I must say though he is my rock. He is my best friend. He is another reason for waking in the morning and being grateful for being alive. It is difficult for him. It is difficult for us. While I imagine dying, he imagines life without me - who am I to presume what is worse? Is my pain at dealing with a prognosis that ends in dying from this disease worse than his pain at watching it happen?
Honestly, I have felt some jealousy at times. I want to be here, to see our children grow up - to grab every positive there is in being the one to survive. Yet, how would I feel if the role were reversed? I imagine, much like him - fearful, despondant, hopeful, realistic.
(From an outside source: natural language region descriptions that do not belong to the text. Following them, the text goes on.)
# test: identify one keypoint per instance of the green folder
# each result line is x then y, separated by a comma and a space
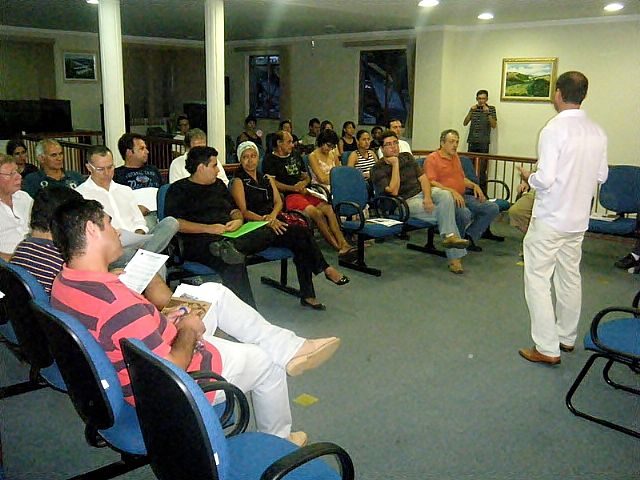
245, 228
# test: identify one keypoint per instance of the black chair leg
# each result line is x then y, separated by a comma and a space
20, 388
283, 284
428, 247
619, 386
359, 264
575, 411
126, 464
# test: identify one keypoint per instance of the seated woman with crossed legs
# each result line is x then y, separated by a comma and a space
259, 199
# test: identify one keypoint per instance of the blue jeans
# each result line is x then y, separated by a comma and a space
475, 217
444, 214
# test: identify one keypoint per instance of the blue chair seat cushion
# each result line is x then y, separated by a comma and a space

Oh but I love him dearly. When I ask will the 5 year lease on my car be easy to get out of if he needs to he says - we don't worry about those things. He eagerly considers our next big trip - when I am lucky to think beyond the next 3-6 weeks. I live in cycles, he dreams in years. I want to grow old with you - I want to beg you to buy a campervan and know how much you will hate it! One minute up the next minute down - you are so much better at living right now than I am. Thank you!
I am travelling ok - treatment is taking its toll this time. My bone marrow isn't coping so well. I am yet to manage a three week cycle. I've had a dose reduction, I have had a blood transfusion.
I occasionally have those thoughts of wondering if this is all worth it (steroids mess with my head) I feel tired all the time but with the great support I have I am functioning and living.
Crazily, I am still waiting for them to tell me of their mistake! How's that for denial 2 years out?
We have lost too many sisters this year. It is hard.